If your assets include RRSPs, RRIFs, TFSAs, life insurance or segregated funds, you can provide for your spouse and for your children of your earlier relationship by naming one or more beneficiaries of that asset, and by naming alternate beneficiaries. You may choose to provide for your spouse by using the RRSP or RRIF as it will roll over tax free to your spouse, while providing for your children using life insurance or TFSAs, which don’t get the rollover treatment. There are cautions again, though, as the estate will have to pay the tax on a RRSP/RRIF if the spouse doesn’t claim the rollover.
You must also be careful to avoid naming a minor as a beneficiary of life insurance or other asset with a named beneficiary, as the asset could be held by the court and then paid out to your child when they turn 19, which is likely not your intent. Better to appoint a trustee to hold that asset for your child until the age at which they can handle the funds, with discretion to advance as they need it earlier. It is important to provide evidence of your intention in your will or in a trust declaration or deed of gift.

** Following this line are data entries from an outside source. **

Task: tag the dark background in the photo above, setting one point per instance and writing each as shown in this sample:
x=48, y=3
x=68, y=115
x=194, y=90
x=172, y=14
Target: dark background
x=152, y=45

A spousal trust contained in a life insurance trust declaration or will, can provide for your assets to be held in a trust for your spouse for their lifetime, with the balance going to your children on the death of the spouse. The spousal trust can provide for income only to your spouse or income plus the ability to encroach on capital. Your choice of trustee of the spousal trust will be important as the trustee must make decisions about how much to give to your spouse and what to preserve for the benefit of your children. A good impartial trustee and a letter to the trustee stating your wishes can be very helpful.
If you use a spousal trust in your will, probate fees will be payable on the assets in your estate, but if your assets pass outside your estate, such as in a trust created and in effect during your lifetime, the probate fees can be avoided on those assets. As well, assets passing in a trust created by a will are subject to challenge under the wills variation legislation in BC, but assets passing outside your estate through a trust created in your lifetime are not subject to challenge, except in limited circumstances.
Alter Ego and Joint Partner Trusts
If you are over 65 and a Canadian resident, you can put your assets in a joint partner trust or alter ego trust, without triggering capital gains tax on the disposition of the assets to the trust. During your lifetime (and that of your spouse in the case of a joint partner trust (JPT)), only you (and your souse in a JPT) can have the use of the income and capital of the trust. If you are wanting to preserve capital for your children after the death of your spouse, a good tool to use for both probate fee planning, and avoidance of claims against your estate is an alter ego trust which contains a spousal trust for your spouse during their lifetime and a gift over to your children of the capital on the death of your spouse. This can be the best tool for a number of reasons, if you qualify on age and residency, but you need to get tax advice to be sure it will work with the types of assets you own.
Cohabitation and Marriage Agreements
Marriage and cohabitation agreements are an effective way to prescribe the division of assets on a separation or death. To be enforceable, there must be full financial disclosure of all assets and liabilities of the parties, and each party must get independent legal advice. The agreements can specify what is to be provided in an estate for the spouse and each party’s own family. The agreement must be fair at the time a court is considering it, in order to avoid a variation of the terms of the agreement by the court.
In considering the above tools and creating your estate plan, be sure to get advice from a lawyer experienced in estate planning to be sure your plan will work to protect your spouse and your children.